Patients And Methods: This was a randomized controlled trial in which subjects were randomly distributed into three groups. Group A consisted of subjects who received 40 mg oral prednisolone; Group B consisted of subjects who received 40 mg submucosal injection of prednisolone while Group C consisted of subjects who did not receive prednisolone. Each group had 62 subjects. Measurements for facial width/facial swelling, pain, and mouth opening were recorded preoperatively and postoperatively. The postoperative evaluation points were postoperative days 1, 3, and 7. These measurements were compared with the preoperative values both within and among the groups.

Results: Most of the subjects were in their third decade of life. A considerable increase in the mean postoperative values for pain, facial width and trismus was observed. Notably, subjects who did not receive prednisolone showed comparatively higher values for the measured parameters throughout the postoperative evaluation period. Subjects who received submucosal injection of prednisolone showed overall lower values compared to those who received oral prednisolone.

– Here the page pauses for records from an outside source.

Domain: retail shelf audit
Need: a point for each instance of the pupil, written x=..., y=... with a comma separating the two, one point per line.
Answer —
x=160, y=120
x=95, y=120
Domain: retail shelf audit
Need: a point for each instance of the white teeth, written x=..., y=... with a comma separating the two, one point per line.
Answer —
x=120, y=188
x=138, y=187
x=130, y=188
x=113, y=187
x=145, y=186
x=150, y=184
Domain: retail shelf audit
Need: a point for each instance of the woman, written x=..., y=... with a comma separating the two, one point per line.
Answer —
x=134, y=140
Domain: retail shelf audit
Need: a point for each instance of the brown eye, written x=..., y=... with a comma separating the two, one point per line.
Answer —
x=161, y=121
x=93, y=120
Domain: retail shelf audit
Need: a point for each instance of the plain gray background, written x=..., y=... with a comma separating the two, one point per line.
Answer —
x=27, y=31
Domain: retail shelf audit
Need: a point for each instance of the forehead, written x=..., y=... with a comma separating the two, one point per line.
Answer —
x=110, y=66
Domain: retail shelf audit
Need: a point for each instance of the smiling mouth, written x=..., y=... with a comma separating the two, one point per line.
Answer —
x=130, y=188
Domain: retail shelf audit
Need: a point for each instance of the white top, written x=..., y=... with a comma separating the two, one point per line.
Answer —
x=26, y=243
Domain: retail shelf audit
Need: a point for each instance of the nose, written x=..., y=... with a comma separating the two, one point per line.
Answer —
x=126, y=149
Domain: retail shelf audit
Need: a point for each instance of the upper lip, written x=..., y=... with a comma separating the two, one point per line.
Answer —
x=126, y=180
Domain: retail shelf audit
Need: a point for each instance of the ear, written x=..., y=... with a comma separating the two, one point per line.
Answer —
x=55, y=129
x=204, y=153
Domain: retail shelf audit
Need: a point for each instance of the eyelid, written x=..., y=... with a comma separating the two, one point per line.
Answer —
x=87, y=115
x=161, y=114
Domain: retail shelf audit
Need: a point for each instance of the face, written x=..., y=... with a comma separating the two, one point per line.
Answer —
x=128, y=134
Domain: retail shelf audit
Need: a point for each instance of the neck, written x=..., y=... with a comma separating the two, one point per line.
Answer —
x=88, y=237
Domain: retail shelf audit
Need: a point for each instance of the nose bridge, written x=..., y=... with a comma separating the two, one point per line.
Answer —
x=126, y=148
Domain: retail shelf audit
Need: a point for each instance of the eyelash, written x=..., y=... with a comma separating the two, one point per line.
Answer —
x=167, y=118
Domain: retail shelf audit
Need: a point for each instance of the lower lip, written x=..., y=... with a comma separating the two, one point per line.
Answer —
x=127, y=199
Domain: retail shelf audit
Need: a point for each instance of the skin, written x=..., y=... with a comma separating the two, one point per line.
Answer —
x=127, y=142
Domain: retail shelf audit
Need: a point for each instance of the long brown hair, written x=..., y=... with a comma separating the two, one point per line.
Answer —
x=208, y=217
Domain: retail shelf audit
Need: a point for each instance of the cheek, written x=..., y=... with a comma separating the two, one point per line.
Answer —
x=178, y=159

Conclusion: The results of this study indicate that the administration of prednisolone has a significantly beneficial effect in ameliorating the postoperative sequelae of the third molar surgery. In addition, the effect of submucosally injected prednisolone is comparable to the orally administered prednisolone; indeed it shows superiority to the latter in a number of dimensions. Submucosal injection of prednisolone offers a simple, effective, easy, safe, and minimally invasive option to existing therapeutic methods of reducing these postoperative sequelae.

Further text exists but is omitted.